News

Howard University Alums Daja E. Henry and Katherine Gilyard Awarded Frances Ellen Watkins Harper Fellowship from The 19th News

Photos of 19th News Fellowship Recipients

WASHINGTON – Two recent alumna from Howard University’s Cathy Hughes School of Communications, Daja E. Henry and Katherine Gilyard, are among the recipients of The 19th News' Frances Ellen Watkins Harper Fellowship – the organization’s first fellowship for students and graduates of historically Black colleges and universities.

The Frances Ellen Watkins Harper Fellowship provides recent graduates and mid-career alumni of HBCUs with a yearlong salaried fellowship in editorial, audience engagement or newsroom technology. The fellowship will feature on-the-job training, mentorship and growth opportunities, support navigating job placement post-fellowship, and advisory support from Nikole Hannah-Jones, Howard University’s Knight Chair in Race and Journalism, and Howard’s Center for Journalism and Democracy.

The 19th is an independent, nonprofit newsroom reporting at the intersection of gender, politics and policy. The fellowship, named for the “mother of African-American journalism,” seeks to create meaningful pipelines for those historically excluded from U.S. newsrooms.

“We are proud of Howard alumnae Daja Henry and Katherine Gilyard for their achievements and thankful for The 19th News,” said Ingrid Sturgis, associate professor and chair of the Department of Media, Journalism and Film. “Such fellowships play an important role in honoring our students’ handwork and are essential for their mentoring and growth.”

Henry graduated summa cum laude from Howard University with a Bachelor of Arts in media, journalism and film communications, and received her master’s degree in mass communication from Arizona State University.

Henry has interned at The Wall Street Journal and was a graduate assistant at Cronkite News and Cronkite Noticias.

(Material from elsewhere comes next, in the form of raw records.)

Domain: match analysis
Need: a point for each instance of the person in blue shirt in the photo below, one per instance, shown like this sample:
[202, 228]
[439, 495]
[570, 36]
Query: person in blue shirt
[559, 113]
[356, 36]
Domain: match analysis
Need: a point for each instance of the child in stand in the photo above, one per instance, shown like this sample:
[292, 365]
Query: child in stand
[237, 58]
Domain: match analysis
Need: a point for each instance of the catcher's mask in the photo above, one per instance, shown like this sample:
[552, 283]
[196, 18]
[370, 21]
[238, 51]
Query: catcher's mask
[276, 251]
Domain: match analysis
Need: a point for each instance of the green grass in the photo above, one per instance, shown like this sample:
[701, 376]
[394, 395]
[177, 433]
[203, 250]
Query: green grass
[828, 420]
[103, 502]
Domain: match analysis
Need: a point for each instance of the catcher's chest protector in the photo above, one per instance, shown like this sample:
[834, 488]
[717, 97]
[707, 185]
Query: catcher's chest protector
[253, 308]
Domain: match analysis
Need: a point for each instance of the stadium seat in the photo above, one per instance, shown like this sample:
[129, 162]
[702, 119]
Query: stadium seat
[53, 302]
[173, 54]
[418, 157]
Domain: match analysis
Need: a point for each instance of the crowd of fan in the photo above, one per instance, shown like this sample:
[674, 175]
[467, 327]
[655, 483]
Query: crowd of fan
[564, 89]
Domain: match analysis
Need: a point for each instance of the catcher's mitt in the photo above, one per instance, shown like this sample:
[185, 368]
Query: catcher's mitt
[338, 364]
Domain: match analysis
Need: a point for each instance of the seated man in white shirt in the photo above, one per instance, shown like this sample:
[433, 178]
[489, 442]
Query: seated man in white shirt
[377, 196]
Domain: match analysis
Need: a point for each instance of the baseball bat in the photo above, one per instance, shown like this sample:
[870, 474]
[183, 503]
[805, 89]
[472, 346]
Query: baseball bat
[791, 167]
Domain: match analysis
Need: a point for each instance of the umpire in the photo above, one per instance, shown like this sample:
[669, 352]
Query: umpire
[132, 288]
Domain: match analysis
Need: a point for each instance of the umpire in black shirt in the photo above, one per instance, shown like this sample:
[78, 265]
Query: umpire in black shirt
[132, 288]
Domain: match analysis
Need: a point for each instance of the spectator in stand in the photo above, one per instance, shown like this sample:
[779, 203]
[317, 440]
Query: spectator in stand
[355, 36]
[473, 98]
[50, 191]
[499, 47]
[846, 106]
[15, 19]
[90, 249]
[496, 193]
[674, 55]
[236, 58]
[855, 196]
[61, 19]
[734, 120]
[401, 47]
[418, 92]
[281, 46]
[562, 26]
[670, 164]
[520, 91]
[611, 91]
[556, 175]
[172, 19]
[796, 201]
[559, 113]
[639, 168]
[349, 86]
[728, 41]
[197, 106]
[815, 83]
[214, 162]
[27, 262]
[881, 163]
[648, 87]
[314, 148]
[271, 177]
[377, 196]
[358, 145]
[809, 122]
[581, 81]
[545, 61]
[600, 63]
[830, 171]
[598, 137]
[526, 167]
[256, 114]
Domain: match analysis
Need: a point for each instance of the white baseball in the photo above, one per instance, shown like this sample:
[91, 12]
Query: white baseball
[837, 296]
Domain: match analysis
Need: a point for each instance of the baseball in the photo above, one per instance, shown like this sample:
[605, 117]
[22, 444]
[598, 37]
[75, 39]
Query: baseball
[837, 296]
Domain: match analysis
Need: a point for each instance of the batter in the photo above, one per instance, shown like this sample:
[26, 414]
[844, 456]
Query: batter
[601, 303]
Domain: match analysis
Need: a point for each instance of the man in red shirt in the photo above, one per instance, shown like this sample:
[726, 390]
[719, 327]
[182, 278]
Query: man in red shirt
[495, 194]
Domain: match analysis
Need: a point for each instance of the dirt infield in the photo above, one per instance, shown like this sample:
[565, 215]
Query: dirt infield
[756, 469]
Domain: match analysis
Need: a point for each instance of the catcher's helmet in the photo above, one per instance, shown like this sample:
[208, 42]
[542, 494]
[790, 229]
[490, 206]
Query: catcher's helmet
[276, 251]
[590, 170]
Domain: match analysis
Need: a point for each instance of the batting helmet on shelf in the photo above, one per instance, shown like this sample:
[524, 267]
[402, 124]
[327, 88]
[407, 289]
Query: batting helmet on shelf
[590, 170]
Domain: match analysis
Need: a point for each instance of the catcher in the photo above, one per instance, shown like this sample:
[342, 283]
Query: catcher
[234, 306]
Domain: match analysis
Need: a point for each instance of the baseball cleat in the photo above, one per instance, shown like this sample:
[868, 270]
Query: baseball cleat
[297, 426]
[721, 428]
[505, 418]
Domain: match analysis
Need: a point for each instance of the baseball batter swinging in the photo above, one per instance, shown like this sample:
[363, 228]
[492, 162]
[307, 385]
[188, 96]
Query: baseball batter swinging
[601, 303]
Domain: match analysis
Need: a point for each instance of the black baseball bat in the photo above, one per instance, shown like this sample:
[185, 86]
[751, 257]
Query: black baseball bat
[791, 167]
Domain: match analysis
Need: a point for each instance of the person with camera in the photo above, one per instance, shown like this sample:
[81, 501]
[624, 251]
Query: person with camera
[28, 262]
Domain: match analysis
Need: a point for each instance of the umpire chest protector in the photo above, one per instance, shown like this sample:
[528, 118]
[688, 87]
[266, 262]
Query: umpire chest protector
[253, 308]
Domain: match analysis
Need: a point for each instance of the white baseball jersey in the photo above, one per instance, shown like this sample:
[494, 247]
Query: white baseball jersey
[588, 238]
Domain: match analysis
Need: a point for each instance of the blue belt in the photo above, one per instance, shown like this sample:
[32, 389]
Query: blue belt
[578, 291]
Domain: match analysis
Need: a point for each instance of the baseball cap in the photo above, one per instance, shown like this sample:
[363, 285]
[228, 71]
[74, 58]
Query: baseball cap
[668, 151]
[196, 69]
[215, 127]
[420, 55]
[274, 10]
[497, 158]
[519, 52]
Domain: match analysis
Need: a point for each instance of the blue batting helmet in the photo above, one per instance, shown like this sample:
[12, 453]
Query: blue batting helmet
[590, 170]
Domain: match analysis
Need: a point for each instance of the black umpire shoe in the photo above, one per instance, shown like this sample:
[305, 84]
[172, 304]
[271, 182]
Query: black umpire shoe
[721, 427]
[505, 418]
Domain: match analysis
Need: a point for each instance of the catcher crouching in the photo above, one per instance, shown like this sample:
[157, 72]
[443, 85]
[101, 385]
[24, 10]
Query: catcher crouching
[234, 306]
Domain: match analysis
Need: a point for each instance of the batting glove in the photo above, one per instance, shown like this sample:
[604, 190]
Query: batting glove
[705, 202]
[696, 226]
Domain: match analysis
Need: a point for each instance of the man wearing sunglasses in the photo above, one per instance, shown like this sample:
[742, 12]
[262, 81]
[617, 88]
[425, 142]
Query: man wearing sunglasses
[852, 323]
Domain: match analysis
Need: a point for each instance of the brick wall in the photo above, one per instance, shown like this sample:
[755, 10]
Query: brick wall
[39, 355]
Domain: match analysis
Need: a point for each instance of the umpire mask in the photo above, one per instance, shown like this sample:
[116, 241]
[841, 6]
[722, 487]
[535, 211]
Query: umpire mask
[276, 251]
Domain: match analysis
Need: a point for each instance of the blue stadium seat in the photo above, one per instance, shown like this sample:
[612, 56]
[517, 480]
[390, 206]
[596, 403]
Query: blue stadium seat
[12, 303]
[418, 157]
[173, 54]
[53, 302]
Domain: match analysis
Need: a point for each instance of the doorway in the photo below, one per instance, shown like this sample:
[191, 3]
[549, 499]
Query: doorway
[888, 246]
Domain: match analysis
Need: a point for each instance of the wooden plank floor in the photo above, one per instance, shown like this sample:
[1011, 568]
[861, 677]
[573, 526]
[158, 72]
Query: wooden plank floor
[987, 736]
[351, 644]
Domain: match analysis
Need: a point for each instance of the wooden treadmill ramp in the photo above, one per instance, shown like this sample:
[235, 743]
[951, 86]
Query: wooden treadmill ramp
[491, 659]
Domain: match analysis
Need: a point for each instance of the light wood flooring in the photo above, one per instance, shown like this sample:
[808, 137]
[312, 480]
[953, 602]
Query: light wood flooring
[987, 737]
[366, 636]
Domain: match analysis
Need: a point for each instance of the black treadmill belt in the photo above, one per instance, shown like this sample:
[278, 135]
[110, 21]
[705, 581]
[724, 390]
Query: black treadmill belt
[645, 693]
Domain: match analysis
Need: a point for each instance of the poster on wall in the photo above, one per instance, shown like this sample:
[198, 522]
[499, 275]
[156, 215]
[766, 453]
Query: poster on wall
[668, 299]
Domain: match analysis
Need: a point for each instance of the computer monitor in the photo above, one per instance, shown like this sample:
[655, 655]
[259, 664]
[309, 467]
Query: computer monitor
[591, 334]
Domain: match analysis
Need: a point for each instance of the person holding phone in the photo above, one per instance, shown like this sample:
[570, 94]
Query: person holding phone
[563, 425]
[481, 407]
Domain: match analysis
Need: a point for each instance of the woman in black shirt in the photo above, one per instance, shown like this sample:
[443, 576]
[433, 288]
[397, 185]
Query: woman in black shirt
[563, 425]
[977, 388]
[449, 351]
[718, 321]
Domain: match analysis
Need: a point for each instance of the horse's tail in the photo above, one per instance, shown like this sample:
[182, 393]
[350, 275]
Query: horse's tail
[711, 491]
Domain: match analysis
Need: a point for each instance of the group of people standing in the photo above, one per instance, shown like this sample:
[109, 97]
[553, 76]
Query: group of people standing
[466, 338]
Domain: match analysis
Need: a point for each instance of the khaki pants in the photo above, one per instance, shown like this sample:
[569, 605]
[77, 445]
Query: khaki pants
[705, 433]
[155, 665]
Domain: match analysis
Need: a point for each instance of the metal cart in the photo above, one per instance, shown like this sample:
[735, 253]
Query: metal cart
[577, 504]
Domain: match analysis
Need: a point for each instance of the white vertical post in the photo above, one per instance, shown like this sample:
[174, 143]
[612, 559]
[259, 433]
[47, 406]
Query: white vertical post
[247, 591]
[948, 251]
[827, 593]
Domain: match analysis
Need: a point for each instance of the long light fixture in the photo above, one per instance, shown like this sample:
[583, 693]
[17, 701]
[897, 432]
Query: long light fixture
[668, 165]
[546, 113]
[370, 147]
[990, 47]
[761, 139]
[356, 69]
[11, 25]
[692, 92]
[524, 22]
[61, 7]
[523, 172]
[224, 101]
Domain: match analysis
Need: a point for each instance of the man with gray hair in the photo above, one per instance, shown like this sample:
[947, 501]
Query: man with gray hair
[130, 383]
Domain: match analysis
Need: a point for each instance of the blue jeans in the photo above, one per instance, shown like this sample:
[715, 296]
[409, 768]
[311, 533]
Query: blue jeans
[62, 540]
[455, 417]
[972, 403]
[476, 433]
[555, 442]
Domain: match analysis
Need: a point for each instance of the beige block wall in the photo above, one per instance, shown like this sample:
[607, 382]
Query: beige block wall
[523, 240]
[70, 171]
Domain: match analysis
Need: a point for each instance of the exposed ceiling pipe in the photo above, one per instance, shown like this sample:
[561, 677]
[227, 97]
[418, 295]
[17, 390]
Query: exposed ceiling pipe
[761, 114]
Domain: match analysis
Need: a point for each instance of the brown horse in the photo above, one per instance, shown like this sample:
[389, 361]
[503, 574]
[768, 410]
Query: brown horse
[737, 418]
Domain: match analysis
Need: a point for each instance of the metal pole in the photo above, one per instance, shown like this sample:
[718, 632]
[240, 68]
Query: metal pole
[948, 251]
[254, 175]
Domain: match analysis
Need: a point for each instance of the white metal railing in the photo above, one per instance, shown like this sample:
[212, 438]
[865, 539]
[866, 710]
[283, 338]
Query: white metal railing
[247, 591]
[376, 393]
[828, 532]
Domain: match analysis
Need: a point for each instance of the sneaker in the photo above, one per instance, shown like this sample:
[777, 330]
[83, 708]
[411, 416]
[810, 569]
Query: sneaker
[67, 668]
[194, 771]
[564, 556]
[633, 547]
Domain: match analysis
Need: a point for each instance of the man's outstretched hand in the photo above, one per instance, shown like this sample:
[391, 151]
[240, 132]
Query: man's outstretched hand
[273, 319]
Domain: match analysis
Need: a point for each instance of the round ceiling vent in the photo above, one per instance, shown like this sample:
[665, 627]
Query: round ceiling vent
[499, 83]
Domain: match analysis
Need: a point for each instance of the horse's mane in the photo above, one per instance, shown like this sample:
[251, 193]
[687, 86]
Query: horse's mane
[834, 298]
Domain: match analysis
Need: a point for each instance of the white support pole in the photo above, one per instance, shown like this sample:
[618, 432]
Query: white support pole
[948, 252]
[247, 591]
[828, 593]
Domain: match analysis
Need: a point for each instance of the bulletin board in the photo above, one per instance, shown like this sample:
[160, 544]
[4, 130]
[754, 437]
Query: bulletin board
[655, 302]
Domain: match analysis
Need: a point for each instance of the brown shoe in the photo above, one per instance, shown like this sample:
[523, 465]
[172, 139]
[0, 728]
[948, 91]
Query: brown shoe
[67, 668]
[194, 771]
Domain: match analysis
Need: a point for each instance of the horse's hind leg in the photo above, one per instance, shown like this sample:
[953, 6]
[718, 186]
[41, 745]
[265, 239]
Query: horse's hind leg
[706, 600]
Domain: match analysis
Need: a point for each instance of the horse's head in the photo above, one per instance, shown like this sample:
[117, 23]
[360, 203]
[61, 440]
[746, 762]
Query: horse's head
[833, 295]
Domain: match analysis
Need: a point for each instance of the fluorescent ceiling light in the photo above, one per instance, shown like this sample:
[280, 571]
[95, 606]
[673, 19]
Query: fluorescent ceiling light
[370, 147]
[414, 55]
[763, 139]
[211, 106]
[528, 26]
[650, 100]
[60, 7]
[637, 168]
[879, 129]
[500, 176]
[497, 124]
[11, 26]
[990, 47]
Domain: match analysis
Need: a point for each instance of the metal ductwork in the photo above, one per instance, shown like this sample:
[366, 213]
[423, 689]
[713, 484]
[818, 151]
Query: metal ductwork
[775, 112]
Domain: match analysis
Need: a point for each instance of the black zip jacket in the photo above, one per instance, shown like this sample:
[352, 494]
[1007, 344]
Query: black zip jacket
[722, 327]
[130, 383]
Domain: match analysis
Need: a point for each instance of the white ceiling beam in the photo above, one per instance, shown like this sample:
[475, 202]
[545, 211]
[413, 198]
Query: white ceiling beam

She was a fellow at the Online News Association’s Student Newsroom and Innovation Lab in 2019, and at Discover the Unexpected, a journalism program from the National Newspaper Publishers Association and Chevrolet.

“I’m excited to write about the labors of women who lead movements and to protect the freedom that my ancestors fought so hard for,” Henry said. “I also want to tell stories about the South. But what I want most is to learn.”

Gilyard is a 2021 Howard University graduate with a Bachelor of Arts in media, journalism and film. At Howard University, Gilyard co-founded the first HBCU chapter of the National Press Photographers Association (NPPA). She received the Howard University-NPPA community service award and chapter of the year president award during her tenure.

Gilyard has interned at STAT News, NPPA and Kaiser Health News. She was also a multimedia editor at 101 Magazine and social media chair of the National Association of Black Journalist’s Visual Task Force. Gilyard said, “As a Black woman who’s a journalist and who cares deeply about health care, accessibility and centering Black and brown women, I hope to create relationships, impact and a body of work that reflect this.”

Since 1971, the Cathy Hughes School of Communications has trained communication and media professionals, speech pathologists and members of the professoriate through undergraduate and graduate programs. Graduates are known for their leadership at the local, national and global levels for their leadership in communication research, professional practice, innovation, entrepreneurship, social justice and community service.